There comes a time for writers like me (unprofessional, inexperienced and only mildly talented) to choose a path. One leads down a long brambly dirt road where cars pass you at 90 miles per hour and leave you covered in dust. Ideas are as rare as black republicans and tend to make about as much sense. Your only reading along this path is a Uwe Boll book about a movie about a game he once played. Written in crayon. With no pictures. This path leads to utter disappointment, despair and complete agony.

The second path leads to your demise.

The choice is easy, right? Not so fast. Before you get gunghoe about jumping in front of the next bus, you should know that this was all just a metaphor. Yes, it seemed real, what with all the vaseline on the lens. It was, in fact, describing a common writing issue. Whether or not to abandon a novel.

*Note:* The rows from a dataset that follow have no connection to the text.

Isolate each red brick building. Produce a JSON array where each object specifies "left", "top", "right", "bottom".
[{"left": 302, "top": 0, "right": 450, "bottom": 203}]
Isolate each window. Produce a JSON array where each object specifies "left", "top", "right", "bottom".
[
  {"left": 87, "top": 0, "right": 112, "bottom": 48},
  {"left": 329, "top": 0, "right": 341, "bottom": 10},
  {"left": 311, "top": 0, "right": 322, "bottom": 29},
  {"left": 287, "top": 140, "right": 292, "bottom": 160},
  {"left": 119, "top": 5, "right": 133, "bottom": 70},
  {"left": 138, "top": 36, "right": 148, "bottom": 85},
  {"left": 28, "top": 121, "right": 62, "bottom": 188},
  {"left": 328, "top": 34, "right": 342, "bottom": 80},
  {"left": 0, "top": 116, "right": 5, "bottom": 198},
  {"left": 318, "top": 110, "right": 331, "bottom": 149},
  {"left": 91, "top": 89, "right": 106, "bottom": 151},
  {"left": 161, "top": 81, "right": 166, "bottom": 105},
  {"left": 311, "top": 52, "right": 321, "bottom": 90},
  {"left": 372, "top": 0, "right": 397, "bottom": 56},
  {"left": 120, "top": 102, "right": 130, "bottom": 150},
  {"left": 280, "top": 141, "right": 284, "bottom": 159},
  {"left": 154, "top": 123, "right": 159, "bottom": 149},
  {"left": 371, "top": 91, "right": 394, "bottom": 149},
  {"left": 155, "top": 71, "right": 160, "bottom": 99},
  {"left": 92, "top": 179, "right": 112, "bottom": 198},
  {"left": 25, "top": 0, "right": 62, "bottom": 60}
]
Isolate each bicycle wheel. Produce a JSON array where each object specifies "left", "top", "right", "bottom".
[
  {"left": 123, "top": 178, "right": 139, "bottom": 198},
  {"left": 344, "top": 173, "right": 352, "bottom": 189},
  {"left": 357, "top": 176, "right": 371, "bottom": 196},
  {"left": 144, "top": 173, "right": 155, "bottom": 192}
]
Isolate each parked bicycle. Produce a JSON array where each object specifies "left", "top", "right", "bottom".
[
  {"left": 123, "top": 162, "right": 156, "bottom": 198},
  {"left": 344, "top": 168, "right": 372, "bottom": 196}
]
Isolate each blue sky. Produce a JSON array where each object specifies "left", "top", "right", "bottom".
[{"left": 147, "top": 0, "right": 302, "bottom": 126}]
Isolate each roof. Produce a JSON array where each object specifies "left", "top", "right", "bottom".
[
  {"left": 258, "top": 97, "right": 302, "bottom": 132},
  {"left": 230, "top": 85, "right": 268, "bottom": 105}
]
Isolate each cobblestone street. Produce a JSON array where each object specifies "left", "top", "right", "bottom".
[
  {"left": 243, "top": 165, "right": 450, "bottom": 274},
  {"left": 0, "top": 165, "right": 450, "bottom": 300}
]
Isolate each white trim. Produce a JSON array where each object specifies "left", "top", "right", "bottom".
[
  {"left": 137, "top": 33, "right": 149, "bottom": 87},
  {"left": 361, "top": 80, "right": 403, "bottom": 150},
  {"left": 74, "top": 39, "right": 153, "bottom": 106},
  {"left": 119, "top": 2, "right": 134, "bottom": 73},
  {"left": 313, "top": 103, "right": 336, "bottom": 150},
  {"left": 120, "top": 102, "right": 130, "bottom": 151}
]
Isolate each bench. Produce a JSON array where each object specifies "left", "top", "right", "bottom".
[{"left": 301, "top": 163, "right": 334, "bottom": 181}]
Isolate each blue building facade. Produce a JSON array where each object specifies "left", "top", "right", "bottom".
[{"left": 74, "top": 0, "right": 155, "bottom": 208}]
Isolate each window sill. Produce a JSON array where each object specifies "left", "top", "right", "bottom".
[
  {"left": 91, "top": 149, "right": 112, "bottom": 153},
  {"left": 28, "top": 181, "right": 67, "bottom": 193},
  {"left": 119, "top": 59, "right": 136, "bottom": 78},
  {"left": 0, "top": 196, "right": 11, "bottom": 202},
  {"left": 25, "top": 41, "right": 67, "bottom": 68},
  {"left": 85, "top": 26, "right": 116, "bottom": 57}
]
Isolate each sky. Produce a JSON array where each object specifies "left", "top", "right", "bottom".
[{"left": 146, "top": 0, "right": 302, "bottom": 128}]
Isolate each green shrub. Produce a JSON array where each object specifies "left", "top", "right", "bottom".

So you have your Magnum Opus, all 450 thousand pages, sitting in front of you on cinder blocks because it broke your coffee table. You've been rejected by well over a million agents. You have submitted to everyone you can imagine would ever handle a novel in any way and all you received for your troubles was hate mail and restraining orders. Maybe a book about a park ranger struggling to overcome his fear of squirrels isn't worth the trouble, right?

I suppose you could consider my predicament indicative of the fictional mental struggle posted above. My book is not nearly so clever, though I may now have to write such a book (Squirrelocalypse, I'll call it), but the struggle is the same. I've unleashed my mental Indiana Jones into the Lost Temple of Literary Cliches, but he comes back with cuts and bruises and stomps on his hat. So what now?

Only hind sight will ever reveal the best path. There is no surety in our world, only discovered perspective. So I'll make my descision, right or wrong, based on complete stubborn bullheadedness. In a few years I'll look back, tilt my head slightly to the left and say, "Ah, crap."